Cerebras Systems, the Sunnyvale, California startup that stunned the world in 2019 by introducing a chip taking up almost the entirety of a twelve-inch semiconductor wafer, on Tuesday unveiled the second version of the part, the Wafer Scale Engine 2, or WSE-2.
The chip, measuring he same forty-six square millimeters, holds 2.6 trillion transistors, which is more than double the count of the original WSE chip. It is also 48 times the number of transistors of the world's biggest GPU, the "A100" from Nvidia.
The WSE-2, like its predecessor, was designed to crunch in parallel the linear algebra computations that make up the bulk of artificial intelligence tasks in machine learning and deep learning, where Cerebras competes with Nvidia's GPUs. The technology has also expended to high-performance computing tasks of the supercomputing variety, such as high-energy physics problems, regardless of whether they have any machine learning component.

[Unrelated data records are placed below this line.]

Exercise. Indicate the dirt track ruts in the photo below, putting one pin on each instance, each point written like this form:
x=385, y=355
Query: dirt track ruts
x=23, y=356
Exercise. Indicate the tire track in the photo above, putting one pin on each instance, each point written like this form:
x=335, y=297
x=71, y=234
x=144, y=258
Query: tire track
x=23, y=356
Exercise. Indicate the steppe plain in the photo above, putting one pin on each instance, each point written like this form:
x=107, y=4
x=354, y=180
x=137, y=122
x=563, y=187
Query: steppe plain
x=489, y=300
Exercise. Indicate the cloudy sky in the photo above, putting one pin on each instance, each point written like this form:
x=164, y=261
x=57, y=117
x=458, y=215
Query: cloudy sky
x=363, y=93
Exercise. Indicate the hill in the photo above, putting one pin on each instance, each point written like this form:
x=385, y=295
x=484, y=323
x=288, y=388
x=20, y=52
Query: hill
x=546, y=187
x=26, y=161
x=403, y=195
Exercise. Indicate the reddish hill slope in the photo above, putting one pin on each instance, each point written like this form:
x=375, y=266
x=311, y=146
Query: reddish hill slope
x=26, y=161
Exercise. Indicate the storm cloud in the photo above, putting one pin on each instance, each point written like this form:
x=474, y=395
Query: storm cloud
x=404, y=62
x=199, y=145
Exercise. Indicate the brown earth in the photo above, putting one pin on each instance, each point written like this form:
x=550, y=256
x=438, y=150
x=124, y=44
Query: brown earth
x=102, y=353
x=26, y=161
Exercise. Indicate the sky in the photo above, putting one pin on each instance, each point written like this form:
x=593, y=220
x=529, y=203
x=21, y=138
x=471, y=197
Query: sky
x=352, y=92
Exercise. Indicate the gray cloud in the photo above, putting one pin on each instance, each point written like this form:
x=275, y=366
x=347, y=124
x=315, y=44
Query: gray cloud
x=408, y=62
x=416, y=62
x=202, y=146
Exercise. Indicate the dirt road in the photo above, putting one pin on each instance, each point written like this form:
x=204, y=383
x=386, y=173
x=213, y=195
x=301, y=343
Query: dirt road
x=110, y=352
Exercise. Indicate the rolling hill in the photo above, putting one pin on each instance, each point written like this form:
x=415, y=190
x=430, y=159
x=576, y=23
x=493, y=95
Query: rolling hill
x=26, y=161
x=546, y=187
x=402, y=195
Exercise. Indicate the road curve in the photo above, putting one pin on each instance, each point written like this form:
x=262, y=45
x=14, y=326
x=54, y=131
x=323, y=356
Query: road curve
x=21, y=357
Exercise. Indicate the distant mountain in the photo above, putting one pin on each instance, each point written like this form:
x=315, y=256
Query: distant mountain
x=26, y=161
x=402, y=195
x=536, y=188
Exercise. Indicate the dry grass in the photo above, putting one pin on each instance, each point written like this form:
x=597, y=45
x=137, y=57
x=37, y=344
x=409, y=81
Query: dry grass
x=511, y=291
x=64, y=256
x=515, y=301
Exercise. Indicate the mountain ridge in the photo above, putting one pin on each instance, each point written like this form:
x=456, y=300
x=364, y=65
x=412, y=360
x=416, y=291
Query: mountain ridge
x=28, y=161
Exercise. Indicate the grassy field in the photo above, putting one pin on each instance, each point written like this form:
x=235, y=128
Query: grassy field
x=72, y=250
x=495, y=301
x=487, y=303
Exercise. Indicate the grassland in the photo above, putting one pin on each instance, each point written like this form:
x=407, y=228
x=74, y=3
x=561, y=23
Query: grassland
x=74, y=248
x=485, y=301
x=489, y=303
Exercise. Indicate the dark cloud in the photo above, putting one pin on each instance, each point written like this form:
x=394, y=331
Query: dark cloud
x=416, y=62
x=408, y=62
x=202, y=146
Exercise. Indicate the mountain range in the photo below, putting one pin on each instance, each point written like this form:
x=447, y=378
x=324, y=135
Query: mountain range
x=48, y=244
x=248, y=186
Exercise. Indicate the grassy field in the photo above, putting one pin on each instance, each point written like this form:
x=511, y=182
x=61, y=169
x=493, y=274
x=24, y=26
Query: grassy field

Like its predecessor, the WSE-2 is utilized by being part of a pint-sized supercomputer, a dedicated machine that comes with all the networking and power supplies and water cooling required to run the thing. The new version, called the CS-2, fits in the same 26-inch high space in a standard telco rack as its predecessor, known as a 15RU slot. Three CS-2 machines can fit in a single rack. The machine will be generally available in the third quarter of this year.
In an interview with ZDNet, co-founder and CEO Andrew Feldman boasted of the company's ability to achieve a landmark in both chip and systems engineering in two years.
"We were able, in less time than most companies can make the next generation of a normal chip, to make the next generation of a wafer-scale chip," said Feldman.
"What it tells the world is this is a technical trajectory; we will do this again at smaller and smaller geometries, we've solved this problem."
More important, said Feldman, the increase in power of the part comes in the same size and the same power budget as the predecessor. "Whenever you can get an increase in the compute world of 2.3-x over a couple year period, you take that in a heartbeat," he said.
"That's just a monstrous jump, and it just continuous our absolute domination of the high end" of computing, he said.
The part was first teased during a presentation last year at a chip conference. And Cerebras's chief architect, Sean Lie, gave a technical talk Tuesday at a prestigious conference, The Linley Group Spring Processor Conference, to lay out the details.
The expanded transistor budget is made possible by shrinking transistors from the 16-nanometer process technology used in the original to 7-nanometer. Both the original and the new chip are fabricated by Taiwan Semiconductor Manufacturing, the world's largest contract electronics manufacturer.
The extra transistors more than double the key features of the WSE: the number of AI cores that can crunch linear algebra in parallel is now 850,000, up from 400,000; the on-chip SRAM has expanded from 18 gigabytes to 40 gigabytes; and the memory bandwidth has expanded from 9 petabytes to 20 petabytes per second. The total "fabric" bandwidth of the chip is now 220 petabits per second, up from 100.
In an homage to the neocortex, the youngest part of the brain, which is roughly the size of a dinner napkin, Cerebras promoted the chip Tuesday with a photograph showing it sitting between a knife and fork like a dinner plate.
"One of the things we avoid completely is this mess of trying to tie together lots of little machines, which is extraordinarily painful," said Feldman.
The main proposition of the WSE-2 and CS-2, as with the original model, is to avoid the complexity that makes tying together many CPUs or GPUs not only difficult but also a process of diminishing returns.
"You can't take a model designed for one GPU and run that model on many GPUs," said Feldman, referring to a deep learning neural network program, such as a natural language processing algorithm like Google's BERT.
To spread such an application across many systems, "you have to use different distributions of Pytorch and TensorFlow, you have think about the size of the memory, the memory bandwidth and the communications, the synchronization of overheads," he said. All those factors make accuracy and performance decline, he said.
"It's a mess, and that's all what you avoid." The WSE-2 has the appeal that the numerous parallel operations can be automatically distributed across its 850,000 cores without any extra work by the AI researcher, using the Cerebras software suite that automates how to break the workload into units that can be dispatched to each core.
Cerebras has raised over $475 million in venture capital financing and has 330 employees. Feldman declined to say if the company is currently pursuing additional financing.
Aside from competing with the industry heavyweight, Nvidia, Cerebras is going up agains other startups in chip development, and also startups that have pursued a systems business. That includes the Bristol, U.K. startup Graphcore, and another Silicon Valley name, SambaNova Systems, which has received over $1 billion in financing.
Cerebras will step up its marketing efforts this year by having recently brought on board a highly experienced chief marketing officer, Rupal Hollenbeck, who was previously CMO at Oracle.